Critique 672 : CONVERGENCE SHAZAM ! #2 (of 2), de Jeff Parker et Evan Shaner


CONVERGENCE SHAZAM #2 : RETURN OF THE THUNDER est la seconde partie de l'histoire écrite par Jeff Parker et dessinée par Evan Shaner, publié en Mai 2015 par DC Comics.

Rappel des faits : Telos, une entité née d'une planète hors du temps, veut tester les champions de terres parallèles en provoquant des batailles entre leurs super-héros. Il s'en prend, entre autres, à la Terre-S, le monde dont Captain Marvel/Shazam est le champion, en la recouvrant d'un dôme qui prive Billy Batson, son alter ego, et ses alliés, Mary Marvel et Freddy Freeman, de leurs pouvoirs. Les trois adolescents surprennent le Dr Sivana et ses acolytes, Mr Atom, King Kull et Ibac dans les souterrains de Fawcett City, sur le point de profiter de la crise, lorsque des explosions en surface retentissent. Le ciel est envahi par un escadron de dirigeables qui dévaste la ville... 

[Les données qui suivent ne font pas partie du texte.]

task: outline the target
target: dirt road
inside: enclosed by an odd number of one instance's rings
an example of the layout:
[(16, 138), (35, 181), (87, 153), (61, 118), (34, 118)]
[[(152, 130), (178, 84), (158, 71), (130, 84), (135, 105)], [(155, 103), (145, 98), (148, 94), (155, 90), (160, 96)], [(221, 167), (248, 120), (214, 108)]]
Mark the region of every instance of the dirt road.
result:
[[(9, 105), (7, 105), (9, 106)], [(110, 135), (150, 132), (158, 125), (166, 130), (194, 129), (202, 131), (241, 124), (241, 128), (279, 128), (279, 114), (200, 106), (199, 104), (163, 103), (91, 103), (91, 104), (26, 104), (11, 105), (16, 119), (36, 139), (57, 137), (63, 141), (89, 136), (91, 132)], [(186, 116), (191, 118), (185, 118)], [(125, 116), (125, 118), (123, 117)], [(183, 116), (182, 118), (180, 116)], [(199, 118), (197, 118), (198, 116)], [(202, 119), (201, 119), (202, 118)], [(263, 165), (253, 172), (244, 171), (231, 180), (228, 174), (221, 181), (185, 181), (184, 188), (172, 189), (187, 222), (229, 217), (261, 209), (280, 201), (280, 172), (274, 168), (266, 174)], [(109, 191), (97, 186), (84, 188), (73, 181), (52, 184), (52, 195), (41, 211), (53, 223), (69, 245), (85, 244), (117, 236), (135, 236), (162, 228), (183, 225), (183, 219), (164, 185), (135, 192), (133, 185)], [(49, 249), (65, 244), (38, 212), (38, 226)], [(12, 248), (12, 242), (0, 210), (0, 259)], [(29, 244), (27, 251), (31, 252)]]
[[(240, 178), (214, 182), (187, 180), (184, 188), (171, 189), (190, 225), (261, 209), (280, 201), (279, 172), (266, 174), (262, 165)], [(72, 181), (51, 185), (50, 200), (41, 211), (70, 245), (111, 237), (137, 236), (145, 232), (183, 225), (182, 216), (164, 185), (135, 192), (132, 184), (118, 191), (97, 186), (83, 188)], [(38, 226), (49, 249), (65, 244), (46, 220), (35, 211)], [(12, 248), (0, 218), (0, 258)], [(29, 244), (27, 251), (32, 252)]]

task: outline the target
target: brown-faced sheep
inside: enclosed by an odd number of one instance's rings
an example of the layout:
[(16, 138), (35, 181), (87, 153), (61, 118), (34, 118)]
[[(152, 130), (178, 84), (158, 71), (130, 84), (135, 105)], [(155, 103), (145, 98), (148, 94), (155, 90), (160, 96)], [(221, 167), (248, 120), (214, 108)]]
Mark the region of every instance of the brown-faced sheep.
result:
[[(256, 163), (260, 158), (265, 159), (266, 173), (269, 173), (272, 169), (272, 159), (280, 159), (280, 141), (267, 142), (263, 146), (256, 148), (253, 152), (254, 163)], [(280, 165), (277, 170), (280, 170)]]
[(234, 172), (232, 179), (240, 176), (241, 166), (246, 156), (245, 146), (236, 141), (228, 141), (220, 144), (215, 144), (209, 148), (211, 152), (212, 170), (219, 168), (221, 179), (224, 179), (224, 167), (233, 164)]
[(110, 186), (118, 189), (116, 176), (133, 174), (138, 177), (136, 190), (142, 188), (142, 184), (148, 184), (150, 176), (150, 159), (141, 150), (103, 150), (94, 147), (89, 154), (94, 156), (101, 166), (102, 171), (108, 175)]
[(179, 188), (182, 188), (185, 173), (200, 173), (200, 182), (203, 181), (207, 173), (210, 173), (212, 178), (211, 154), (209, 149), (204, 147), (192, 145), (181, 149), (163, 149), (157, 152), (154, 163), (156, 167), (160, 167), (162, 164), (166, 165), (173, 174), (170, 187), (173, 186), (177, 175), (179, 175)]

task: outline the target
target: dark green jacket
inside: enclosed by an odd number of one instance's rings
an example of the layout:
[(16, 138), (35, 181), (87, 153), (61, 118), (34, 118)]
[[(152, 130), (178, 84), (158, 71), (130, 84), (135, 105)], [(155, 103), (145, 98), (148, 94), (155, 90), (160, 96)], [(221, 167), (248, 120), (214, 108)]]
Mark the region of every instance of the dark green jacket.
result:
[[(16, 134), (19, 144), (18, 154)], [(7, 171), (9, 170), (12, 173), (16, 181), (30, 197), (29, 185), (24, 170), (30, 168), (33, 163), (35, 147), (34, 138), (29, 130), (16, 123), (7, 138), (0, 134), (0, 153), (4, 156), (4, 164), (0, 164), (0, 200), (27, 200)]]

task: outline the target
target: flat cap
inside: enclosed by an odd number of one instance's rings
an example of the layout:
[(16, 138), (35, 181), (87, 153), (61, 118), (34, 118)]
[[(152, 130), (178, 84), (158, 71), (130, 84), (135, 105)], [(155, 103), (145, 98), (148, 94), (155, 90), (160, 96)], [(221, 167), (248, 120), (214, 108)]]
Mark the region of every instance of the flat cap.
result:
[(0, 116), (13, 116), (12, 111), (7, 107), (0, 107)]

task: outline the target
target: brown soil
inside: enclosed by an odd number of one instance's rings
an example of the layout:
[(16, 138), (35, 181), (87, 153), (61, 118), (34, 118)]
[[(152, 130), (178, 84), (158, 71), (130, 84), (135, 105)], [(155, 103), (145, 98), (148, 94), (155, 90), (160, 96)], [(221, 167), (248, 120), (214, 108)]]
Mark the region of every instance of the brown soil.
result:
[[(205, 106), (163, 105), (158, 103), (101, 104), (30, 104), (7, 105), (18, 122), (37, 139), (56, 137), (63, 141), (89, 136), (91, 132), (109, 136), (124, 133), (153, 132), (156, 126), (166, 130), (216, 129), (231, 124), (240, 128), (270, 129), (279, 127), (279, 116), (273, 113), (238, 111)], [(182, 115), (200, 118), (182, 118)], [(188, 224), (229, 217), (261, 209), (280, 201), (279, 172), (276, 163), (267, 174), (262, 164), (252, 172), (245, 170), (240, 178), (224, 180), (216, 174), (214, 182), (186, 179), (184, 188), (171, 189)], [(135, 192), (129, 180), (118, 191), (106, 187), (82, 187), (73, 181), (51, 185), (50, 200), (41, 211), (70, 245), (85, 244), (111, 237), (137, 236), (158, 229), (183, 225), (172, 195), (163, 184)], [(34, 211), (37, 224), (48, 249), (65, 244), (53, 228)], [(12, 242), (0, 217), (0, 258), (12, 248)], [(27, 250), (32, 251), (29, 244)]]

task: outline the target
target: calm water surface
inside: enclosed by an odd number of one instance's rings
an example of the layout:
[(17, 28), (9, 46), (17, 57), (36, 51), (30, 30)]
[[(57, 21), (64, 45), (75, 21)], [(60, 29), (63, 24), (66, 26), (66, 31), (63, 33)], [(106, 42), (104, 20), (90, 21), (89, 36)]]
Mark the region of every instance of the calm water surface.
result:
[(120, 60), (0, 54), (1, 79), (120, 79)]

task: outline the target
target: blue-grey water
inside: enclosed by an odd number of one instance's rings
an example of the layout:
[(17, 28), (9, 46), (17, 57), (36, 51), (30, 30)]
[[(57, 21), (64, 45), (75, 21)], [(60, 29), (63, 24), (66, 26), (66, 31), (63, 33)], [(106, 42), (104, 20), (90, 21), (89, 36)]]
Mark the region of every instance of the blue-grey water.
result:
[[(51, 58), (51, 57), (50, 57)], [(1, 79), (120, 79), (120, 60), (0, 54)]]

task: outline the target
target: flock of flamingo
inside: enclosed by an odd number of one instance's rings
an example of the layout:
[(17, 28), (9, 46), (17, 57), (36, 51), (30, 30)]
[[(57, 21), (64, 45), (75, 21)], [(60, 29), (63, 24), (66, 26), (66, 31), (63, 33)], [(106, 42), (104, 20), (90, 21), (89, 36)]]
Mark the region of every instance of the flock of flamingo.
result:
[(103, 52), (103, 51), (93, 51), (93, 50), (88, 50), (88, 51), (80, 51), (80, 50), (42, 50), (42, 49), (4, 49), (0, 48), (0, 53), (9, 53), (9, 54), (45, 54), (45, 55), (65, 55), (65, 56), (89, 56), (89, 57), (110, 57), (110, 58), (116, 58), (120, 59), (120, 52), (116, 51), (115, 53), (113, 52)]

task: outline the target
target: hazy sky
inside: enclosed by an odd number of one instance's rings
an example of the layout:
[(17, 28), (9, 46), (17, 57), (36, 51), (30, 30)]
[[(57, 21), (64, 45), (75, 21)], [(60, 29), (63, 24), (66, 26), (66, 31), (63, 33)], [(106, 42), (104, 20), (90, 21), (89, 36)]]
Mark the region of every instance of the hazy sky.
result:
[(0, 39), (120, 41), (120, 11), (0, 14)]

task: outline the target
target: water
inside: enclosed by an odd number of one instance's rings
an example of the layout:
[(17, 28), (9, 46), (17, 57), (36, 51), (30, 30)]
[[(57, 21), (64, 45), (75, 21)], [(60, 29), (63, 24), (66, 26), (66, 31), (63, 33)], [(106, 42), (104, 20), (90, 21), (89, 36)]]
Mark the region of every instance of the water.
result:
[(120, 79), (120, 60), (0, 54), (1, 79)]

La Terre-S est attaqué par celle du Gaslight Universe, dont le champion est un Batman de l'ère anglo-victorienne. Les deux héros s'affrontent brièvement avant de comprendre que leurs mondes risquent la même fin. Mais Mr Atom a saisi l'occasion pour disparaître et afin de s'assurer la victoire il a libéré les ennemis de Batman. A moins que l'immense robot ne soit qu'une diversion pour un autre ennemi...

J'ai bien cru ne jamais pouvoir lire ce second épisode, mais grâce à un libraire et le reasort, j'ai pu récupérer un exemplaire de ce dernier volet du diptyque écrit par Jeff Parker et dessiné par Evan Shaner. Ouf !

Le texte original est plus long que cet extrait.